Doctor of Philosophy

Major

Educational Psychology and Research

Major Professor

Ralph G. Brockett

Committee Members

Mary Ziegler, Gary Skolits, Jean Derco

Abstract

The purpose of this study was to investigate the relationship between technology integration and self-directed learning readiness among K-12 teachers in one large southeastern school district. The intent was to determine the extent to which self-directed learning might predict the level of technology integration. In this study, the Levels of Teaching Innovation (LoTi) (Moersch, 2010) instrument was utilized to measure the level of technology integration (Technology Integration), current instructional practices (CIP), and personal computer use (PCU) of K-12 teachers. Additionally, the Self-Directed Learning Readiness Scale (SDLRS) (Guglielmino, 1977) was employed to measure self-directed learning readiness in K-12 teachers.

To conduct this study, one large, southeastern K-12 school district was chosen as the population.

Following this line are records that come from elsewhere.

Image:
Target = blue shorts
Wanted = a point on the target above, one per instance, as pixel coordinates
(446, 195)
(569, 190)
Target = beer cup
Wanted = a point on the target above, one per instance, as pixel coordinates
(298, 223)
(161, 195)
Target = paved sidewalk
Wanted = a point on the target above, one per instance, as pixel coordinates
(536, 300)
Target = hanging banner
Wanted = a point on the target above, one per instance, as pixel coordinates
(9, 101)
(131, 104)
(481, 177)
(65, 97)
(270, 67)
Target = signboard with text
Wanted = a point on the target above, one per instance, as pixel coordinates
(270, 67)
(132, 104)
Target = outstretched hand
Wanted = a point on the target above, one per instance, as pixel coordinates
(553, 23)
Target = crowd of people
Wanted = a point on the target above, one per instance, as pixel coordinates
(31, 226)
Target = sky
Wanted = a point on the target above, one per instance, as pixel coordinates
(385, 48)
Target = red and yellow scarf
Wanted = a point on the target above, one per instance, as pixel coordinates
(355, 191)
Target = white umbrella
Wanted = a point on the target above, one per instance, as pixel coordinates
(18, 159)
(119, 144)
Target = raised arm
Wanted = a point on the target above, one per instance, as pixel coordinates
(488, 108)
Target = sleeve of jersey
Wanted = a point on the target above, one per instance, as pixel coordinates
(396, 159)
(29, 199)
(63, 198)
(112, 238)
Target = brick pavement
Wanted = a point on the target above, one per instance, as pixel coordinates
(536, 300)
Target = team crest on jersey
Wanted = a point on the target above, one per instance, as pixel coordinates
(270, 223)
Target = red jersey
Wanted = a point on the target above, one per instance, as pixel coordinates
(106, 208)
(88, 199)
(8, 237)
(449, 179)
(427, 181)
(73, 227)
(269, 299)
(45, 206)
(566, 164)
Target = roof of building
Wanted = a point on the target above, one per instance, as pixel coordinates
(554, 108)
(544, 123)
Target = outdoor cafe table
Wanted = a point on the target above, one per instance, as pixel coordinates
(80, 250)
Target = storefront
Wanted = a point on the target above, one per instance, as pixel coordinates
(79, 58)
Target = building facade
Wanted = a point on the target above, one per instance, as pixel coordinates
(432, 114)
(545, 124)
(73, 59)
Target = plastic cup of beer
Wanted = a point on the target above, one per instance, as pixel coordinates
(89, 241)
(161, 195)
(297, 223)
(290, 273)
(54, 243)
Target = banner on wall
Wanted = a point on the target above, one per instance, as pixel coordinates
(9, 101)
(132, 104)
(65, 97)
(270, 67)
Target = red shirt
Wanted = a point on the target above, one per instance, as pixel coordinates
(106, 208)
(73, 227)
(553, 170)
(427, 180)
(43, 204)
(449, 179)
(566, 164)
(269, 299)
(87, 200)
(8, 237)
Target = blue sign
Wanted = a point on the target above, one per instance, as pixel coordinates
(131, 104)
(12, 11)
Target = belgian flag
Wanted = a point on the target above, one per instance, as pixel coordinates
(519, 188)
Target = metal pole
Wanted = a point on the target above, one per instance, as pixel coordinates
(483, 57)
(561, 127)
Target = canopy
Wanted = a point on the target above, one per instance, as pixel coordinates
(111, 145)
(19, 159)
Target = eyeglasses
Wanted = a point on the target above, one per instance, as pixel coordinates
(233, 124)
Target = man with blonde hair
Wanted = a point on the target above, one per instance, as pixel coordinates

Of this population, 15 schools agreed to participate, 10 elementary schools, four middle schools, and one high school. Of these 15 schools, 722 teachers were contacted and 135 responded. Analysis was conducted to investigate the relationships between the major variables of self-directed learning readiness, levels of technology integration, current instructional practices, and personal computer use. Demographic variables of age, experience, grade level, and subject area also were examined.

This study revealed that self-directed learning readiness has both a significant relationship with and is a predictor of levels of technology integration and current instructional practices, two of the three factors of teaching innovation. Additionally the study showed that elementary teachers have higher levels of current instructional practices, which means they are more likely to utilize student-centered learning activities, than their secondary counterparts. Finally, the results of the study showed that personal computer use had no significant relationship with other variables, indicating that the age of the user and the comfort level of the user have no bearing on their level of self-direction in using technology. Thus, the major significance of this study is that self-directed learning is a predictor, though a weak model, of teaching innovation and therefore professional development in schools should focus more on self-directed learning when trying to integrate technology.